Les entrepreneurs américains de la tech devraient se montrer plus prudents. Ils ont des produits d’une qualité inégalée. Mais les Européens pourraient se lasser d’acheter chez un vendeur qui les traite si mal. Rien que cette semaine, ils ont enduré de bien gratuites vexations.

Malgré les demandes élyséennes, Meta a refusé de retirer une vidéo générée par IA qui laissait croire qu’un putsch militaire avait renversé Emmanuel Macron. "Ces gens-là se moquent de nous et ils nous mettent en danger", s’est insurgé le président de la République. Les réseaux sociaux américains ne font même plus semblant de lutter contre les faux contenus amplifiés par des armées de bots qui dénigrent l’UE. La vie des Américains - mais aussi des Chinois et des Russes - serait, il est vrai, tellement plus simple si les 27 se déchiraient et devaient demain négocier individuellement avec eux.

La fin de non-recevoir de Meta n’est pas le seul camouflet essuyé cette semaine par l’Europe. Le 16 décembre, le représentant de la Maison-Blanche pour le Commerce menaçait de représailles des fleurons technologiques européens tels SAP, Spotify ou Mistral si Bruxelles n’allégeait pas ses régulations en matière technologique. Une séquence d’une estomaquante mauvaise foi. Les textes européens traitent sur un pied d’égalité toutes les plateformes web, quel que soit leur pays d’origine - c’est leur envergure qui détermine le niveau de sécurité qu’elles doivent respecter. Le plus ironique, ici, est que la tech américaine se plaint de son meilleur client à l’international.

L’épargne européenne file aux Etats-Unis

Car les Européens financent généreusement les Gafam. Chaque année, des centaines de milliards d’euros d’épargne traversent l’Atlantique et "alimentent en actions les entreprises américaines qui se renforcent et reviennent en Europe acheter nos entreprises européennes avec notre propre argent", se désolait l’an dernier sur France 24 l’ancien Premier ministre italien et auteur d’un rapport sur le marché unique européen Enrico Letta. L’investissement total dans les actions américaines par les ménages de la zone euro est passé de 372 milliards d’euros en 2020 à 821 milliards en 2024, pointait en mars, dans Les Echos, les eurodéputés Pascal Canfin et Stéphanie Yon-Courtin.

Dans la sphère numérique, les Etats-Unis sont le fournisseur quasi exclusif de l’Europe. N’était le chinois TikTok, ils régneraient sans partage sur leurs réseaux sociaux (Instagram, Facebook, X, YouTube, etc.). Le Vieux Continent est également accro aux outils de cybersécurité de l’Oncle Sam.
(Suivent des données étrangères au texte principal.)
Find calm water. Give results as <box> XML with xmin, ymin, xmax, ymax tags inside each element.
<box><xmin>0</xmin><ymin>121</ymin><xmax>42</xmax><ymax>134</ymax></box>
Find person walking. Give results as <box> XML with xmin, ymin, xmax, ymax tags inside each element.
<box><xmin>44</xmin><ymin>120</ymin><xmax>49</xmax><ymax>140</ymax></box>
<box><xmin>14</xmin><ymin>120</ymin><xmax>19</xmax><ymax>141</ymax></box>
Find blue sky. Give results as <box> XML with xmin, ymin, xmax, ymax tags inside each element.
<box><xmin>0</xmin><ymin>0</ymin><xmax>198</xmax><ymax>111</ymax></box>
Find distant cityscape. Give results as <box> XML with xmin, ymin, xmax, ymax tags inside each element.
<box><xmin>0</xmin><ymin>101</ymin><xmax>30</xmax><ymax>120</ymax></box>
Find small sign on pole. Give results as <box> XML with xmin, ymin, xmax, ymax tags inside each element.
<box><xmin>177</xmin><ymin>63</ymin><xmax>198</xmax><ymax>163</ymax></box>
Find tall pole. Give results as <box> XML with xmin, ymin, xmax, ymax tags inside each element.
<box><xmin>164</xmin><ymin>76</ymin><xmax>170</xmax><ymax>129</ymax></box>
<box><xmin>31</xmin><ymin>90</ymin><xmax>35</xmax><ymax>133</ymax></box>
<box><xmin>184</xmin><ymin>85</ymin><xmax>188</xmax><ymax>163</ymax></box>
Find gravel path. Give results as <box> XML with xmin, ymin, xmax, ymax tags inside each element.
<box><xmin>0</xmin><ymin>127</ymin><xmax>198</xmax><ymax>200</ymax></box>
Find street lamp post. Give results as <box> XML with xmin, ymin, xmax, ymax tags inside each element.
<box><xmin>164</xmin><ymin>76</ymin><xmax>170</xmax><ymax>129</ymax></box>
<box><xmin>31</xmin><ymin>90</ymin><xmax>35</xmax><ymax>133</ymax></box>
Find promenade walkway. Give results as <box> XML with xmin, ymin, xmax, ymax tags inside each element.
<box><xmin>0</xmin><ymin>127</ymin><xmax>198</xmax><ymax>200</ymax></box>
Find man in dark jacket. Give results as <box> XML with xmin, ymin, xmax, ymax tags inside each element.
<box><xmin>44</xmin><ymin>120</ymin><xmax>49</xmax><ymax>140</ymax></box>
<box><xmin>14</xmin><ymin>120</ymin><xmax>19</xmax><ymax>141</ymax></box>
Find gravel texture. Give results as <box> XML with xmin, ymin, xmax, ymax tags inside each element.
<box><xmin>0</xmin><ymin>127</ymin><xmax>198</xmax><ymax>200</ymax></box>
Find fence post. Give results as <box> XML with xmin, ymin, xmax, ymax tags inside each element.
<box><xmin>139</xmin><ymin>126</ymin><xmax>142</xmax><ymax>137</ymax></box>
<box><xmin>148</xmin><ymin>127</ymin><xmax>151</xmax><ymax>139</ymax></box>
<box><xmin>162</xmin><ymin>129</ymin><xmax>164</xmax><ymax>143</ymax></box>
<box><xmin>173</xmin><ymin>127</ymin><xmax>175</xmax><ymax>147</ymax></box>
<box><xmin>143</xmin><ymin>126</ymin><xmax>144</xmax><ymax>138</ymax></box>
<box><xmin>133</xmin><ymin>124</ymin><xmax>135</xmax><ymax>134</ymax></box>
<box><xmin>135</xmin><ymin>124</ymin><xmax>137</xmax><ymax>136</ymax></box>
Et ne parlons même pas de sa dépendance aux logiciels et aux clouds : elle lui coûte 265 milliards d’euros chaque année, pointe une étude du cabinet Asterès pour le Cigref.

La riposte des Européens

Les Américains auraient intérêt à préserver cette relation déséquilibrée sans trop s’en vanter. Mais le retour de Donald Trump leur fait penser qu’ils peuvent pousser encore leur avantage. Une avidité qui n’est pas sans risque. L’immense marché des 27 – plus grand que celui des Etats-Unis - est une composante essentielle de la bonne santé des colosses technologiques américains. Il pourrait se muer en puissant tremplin pour les entreprises européennes si les 27 donnent enfin à celles-ci la liberté de se déployer dans n’importe quel Etat, avec un corpus unique de règles. C’est tout l’enjeu du projet de "28e régime".

Sous la houlette de la commissaire aux services financiers, Maria Luís Albuquerque, l’union de l’épargne et de l’investissement (UEI) progresse également. Le gouverneur de la Banque de France François Villeroy de Galhau le relevait dans un récent discours, préconisant de prioriser les mesures qui "augmenteront les fonds propres et le capital-risque". Par exemple, la création d’un superviseur européen à la manière de la SEC américaine, le développement de fonds de pension européens, celui de partenariats public-privé ambitieux en matière de capital-risque ou encore le lancement de produit d’épargne accessibles aux ménages. Un chantier complexe, qui pourrait remettre l’Europe sur de bons rails. Et la sortir de la relation sadomasochiste qu’elle entretient avec la tech américaine.